P4 is a steroid hormone that is critical in reproductive processes, and has been utilized for therapeutic treatment in peri-menopausal women who experience aberrant bleeding or menstrual problems (Prior, 2011; Czyzyk et al., 2017). In order to analyze P4’s effect on PRAP1 expression, we examined PRAP1 expression within control, Arid1ad/d, and PRKO mice, with both vehicle and 6-hour P4 treatment (Fig. 3). In this analysis we found that P4 treatment decreased expression in the control mice. This result allows us to hypothesize P4’s role in PRAP1 expression, and also allows for a connection of P4 treatment in the two different mouse models. P4 does not suppressed PRAP1 expression in the Arid1ad/d mice. PRAP1 plays normal epithelial cell homeostasis as a negative regulator and the down-regulation of Prap1 in cancer cells may lead to dysregulated cell growth (Zhang et al., 2003). Although the regulation of PRAP1 expression by ovarian steroid hormone suggests a possible connection to uterine function, molecular mechanisms of PRAP1 regulation should be dissected in uterine function during early pregnancy.

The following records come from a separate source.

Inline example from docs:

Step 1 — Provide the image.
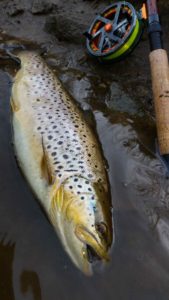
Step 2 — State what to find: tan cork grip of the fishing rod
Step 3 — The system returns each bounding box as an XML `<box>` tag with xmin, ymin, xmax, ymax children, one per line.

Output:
<box><xmin>149</xmin><ymin>49</ymin><xmax>169</xmax><ymax>155</ymax></box>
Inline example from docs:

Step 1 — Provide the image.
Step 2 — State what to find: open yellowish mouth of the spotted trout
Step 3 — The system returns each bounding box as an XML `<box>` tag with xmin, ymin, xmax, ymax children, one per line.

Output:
<box><xmin>75</xmin><ymin>225</ymin><xmax>110</xmax><ymax>263</ymax></box>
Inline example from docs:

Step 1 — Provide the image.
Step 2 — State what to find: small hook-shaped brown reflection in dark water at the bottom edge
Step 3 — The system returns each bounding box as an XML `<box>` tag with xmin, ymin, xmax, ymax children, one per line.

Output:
<box><xmin>20</xmin><ymin>270</ymin><xmax>42</xmax><ymax>300</ymax></box>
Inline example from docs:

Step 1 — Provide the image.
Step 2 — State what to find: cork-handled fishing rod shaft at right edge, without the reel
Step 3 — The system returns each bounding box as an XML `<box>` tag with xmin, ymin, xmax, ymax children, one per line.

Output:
<box><xmin>146</xmin><ymin>0</ymin><xmax>169</xmax><ymax>176</ymax></box>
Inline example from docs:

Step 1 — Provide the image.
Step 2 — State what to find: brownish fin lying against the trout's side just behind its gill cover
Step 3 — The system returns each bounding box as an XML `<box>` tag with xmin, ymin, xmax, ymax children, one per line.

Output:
<box><xmin>41</xmin><ymin>137</ymin><xmax>54</xmax><ymax>185</ymax></box>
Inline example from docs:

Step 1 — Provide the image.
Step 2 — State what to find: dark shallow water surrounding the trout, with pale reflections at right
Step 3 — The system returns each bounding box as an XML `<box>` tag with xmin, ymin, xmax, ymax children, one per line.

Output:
<box><xmin>0</xmin><ymin>45</ymin><xmax>169</xmax><ymax>300</ymax></box>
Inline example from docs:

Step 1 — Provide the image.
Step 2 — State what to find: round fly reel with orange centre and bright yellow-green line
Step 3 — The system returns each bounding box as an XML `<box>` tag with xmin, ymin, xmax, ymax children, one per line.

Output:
<box><xmin>85</xmin><ymin>1</ymin><xmax>143</xmax><ymax>62</ymax></box>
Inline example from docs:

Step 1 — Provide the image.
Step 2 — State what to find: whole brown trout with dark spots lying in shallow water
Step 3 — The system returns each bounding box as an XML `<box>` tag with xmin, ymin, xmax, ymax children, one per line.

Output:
<box><xmin>11</xmin><ymin>51</ymin><xmax>113</xmax><ymax>275</ymax></box>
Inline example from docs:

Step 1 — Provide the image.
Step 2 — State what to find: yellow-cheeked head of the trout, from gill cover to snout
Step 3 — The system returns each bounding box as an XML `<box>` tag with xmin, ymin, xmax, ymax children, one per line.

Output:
<box><xmin>50</xmin><ymin>176</ymin><xmax>112</xmax><ymax>275</ymax></box>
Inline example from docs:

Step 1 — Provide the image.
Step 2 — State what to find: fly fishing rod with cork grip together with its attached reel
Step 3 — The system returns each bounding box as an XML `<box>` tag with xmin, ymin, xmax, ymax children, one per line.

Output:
<box><xmin>84</xmin><ymin>0</ymin><xmax>169</xmax><ymax>175</ymax></box>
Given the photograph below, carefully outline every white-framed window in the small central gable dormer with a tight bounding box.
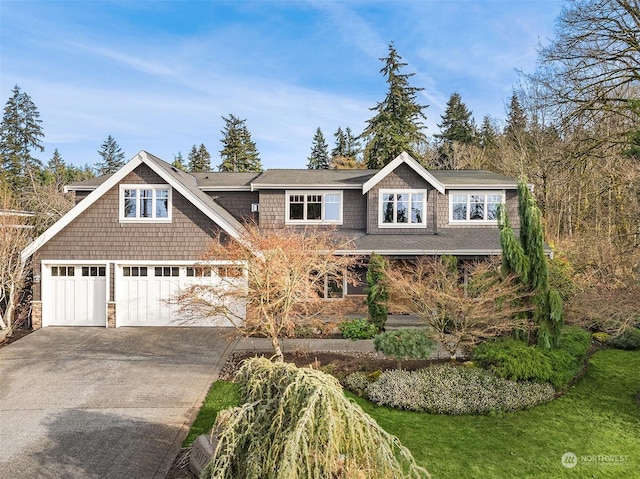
[378,190,427,228]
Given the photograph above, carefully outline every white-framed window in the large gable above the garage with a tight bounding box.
[120,185,171,222]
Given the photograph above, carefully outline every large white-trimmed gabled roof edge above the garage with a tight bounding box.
[22,151,244,261]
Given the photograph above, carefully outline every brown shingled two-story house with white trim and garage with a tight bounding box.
[23,151,518,328]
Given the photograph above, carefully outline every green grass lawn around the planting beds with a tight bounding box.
[185,350,640,479]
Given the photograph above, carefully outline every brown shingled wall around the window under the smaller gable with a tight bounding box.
[367,164,436,235]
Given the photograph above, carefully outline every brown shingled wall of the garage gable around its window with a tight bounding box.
[33,165,228,300]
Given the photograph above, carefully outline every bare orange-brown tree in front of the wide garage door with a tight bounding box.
[177,226,358,361]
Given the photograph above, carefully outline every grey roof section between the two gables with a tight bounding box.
[251,169,378,191]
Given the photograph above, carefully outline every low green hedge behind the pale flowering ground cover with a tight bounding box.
[473,326,591,389]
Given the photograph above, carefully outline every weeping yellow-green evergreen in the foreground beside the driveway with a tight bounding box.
[200,358,430,479]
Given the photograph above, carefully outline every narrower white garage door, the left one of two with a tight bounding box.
[42,264,107,326]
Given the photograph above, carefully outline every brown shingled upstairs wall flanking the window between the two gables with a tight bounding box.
[259,189,367,230]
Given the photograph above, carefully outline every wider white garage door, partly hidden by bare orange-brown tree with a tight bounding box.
[115,265,244,326]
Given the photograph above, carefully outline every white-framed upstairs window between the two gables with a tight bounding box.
[285,191,342,224]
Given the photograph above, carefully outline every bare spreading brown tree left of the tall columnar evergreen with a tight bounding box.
[387,257,533,357]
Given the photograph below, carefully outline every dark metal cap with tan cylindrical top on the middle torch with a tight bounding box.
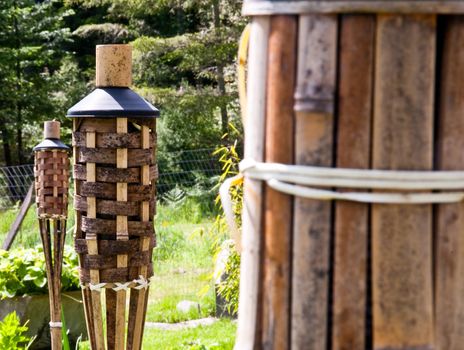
[67,45,159,118]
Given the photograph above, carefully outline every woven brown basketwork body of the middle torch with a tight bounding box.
[73,118,158,285]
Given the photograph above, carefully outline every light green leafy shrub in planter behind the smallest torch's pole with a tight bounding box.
[0,246,79,299]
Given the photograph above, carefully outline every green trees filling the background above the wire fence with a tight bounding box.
[0,0,245,166]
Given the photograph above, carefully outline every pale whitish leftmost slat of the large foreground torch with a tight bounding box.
[235,16,269,350]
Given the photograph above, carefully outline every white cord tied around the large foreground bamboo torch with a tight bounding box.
[219,159,464,246]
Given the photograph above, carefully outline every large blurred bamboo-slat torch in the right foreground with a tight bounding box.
[236,0,464,350]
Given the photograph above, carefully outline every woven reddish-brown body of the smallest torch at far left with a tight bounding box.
[34,150,69,218]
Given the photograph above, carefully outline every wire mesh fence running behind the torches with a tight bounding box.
[0,148,221,210]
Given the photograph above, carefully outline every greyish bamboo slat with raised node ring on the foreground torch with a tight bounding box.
[291,15,337,350]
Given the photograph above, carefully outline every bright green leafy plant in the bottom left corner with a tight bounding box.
[0,311,35,349]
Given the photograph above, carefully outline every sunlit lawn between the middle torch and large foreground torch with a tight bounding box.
[147,217,215,323]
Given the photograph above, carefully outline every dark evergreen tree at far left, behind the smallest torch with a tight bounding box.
[0,0,71,165]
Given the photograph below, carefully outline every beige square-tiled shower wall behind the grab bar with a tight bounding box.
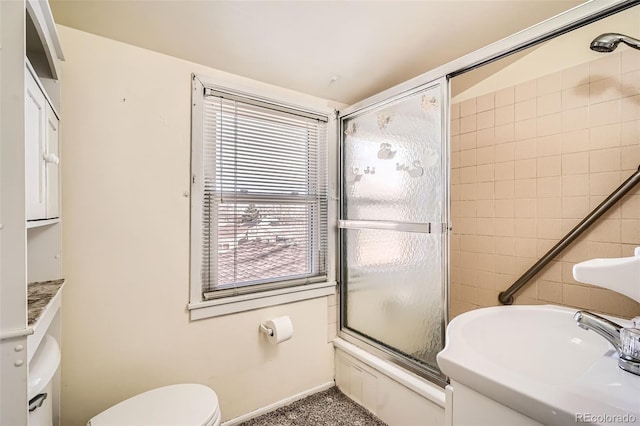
[451,50,640,317]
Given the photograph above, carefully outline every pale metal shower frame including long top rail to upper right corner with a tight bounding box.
[337,0,640,387]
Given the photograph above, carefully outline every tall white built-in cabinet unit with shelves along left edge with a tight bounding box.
[0,0,64,426]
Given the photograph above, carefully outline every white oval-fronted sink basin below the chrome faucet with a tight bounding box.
[437,305,640,425]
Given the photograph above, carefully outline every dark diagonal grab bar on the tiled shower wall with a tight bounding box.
[498,166,640,305]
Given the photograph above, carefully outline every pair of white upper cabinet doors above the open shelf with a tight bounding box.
[25,68,60,221]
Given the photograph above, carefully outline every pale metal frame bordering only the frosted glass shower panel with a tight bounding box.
[337,76,451,387]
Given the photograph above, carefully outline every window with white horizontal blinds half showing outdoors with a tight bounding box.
[191,77,328,300]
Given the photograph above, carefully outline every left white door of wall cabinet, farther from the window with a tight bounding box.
[25,70,47,220]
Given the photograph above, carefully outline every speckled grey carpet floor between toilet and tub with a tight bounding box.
[240,386,386,426]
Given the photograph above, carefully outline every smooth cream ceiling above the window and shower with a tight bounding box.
[50,0,583,104]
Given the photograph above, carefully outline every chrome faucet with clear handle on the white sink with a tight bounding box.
[573,311,640,376]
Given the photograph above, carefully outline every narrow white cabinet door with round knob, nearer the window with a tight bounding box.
[44,103,60,219]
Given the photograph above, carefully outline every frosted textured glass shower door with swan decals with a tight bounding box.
[340,84,446,371]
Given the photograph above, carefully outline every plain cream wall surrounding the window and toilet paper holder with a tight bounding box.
[59,27,336,426]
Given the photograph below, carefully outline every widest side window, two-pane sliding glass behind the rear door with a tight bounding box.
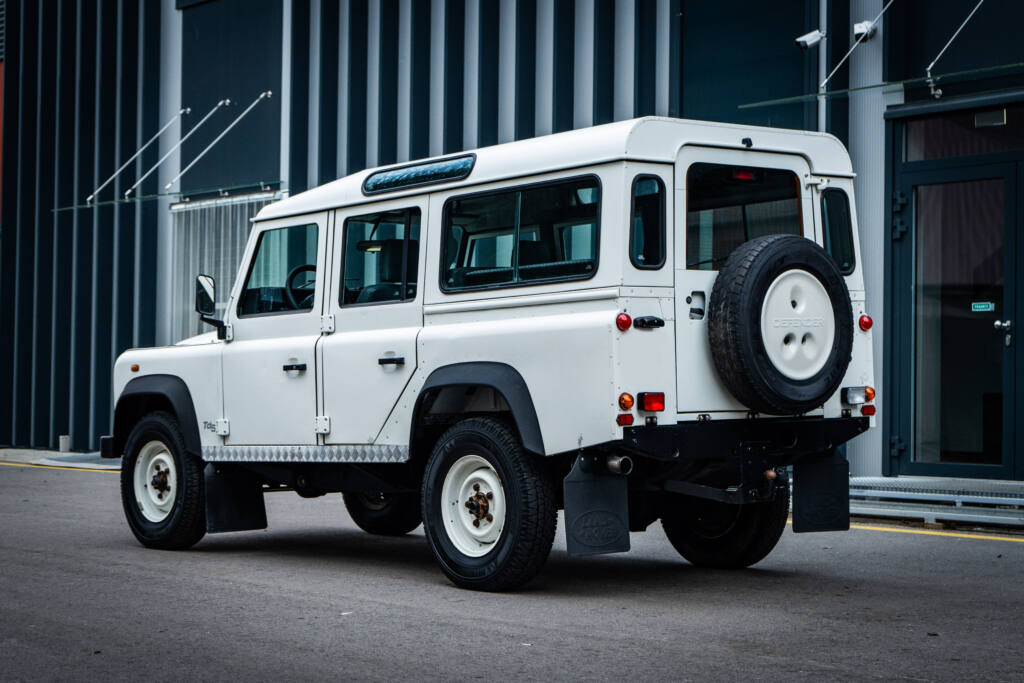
[441,177,600,292]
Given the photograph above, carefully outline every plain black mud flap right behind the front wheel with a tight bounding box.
[203,463,266,533]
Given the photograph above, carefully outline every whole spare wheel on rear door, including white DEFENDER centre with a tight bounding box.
[708,234,853,415]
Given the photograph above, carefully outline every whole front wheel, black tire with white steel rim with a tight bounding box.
[121,412,206,550]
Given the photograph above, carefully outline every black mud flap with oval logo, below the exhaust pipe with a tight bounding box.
[562,456,630,555]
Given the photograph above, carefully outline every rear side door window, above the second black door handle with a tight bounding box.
[340,209,420,306]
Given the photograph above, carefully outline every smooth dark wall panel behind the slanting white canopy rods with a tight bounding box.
[181,0,282,194]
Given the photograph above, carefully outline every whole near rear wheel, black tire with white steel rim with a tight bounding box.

Our results demonstrate that PRAP1 is a novel target of ARID1A and PGR in the murine uterus. Additional research within this context would provide for greater insight into the role of PRAP1 within the context of reproductive biology, and provide for a new possible therapeutic target for uterine disorders.

Conflict of interests

The authors declare no potential conflict of interest.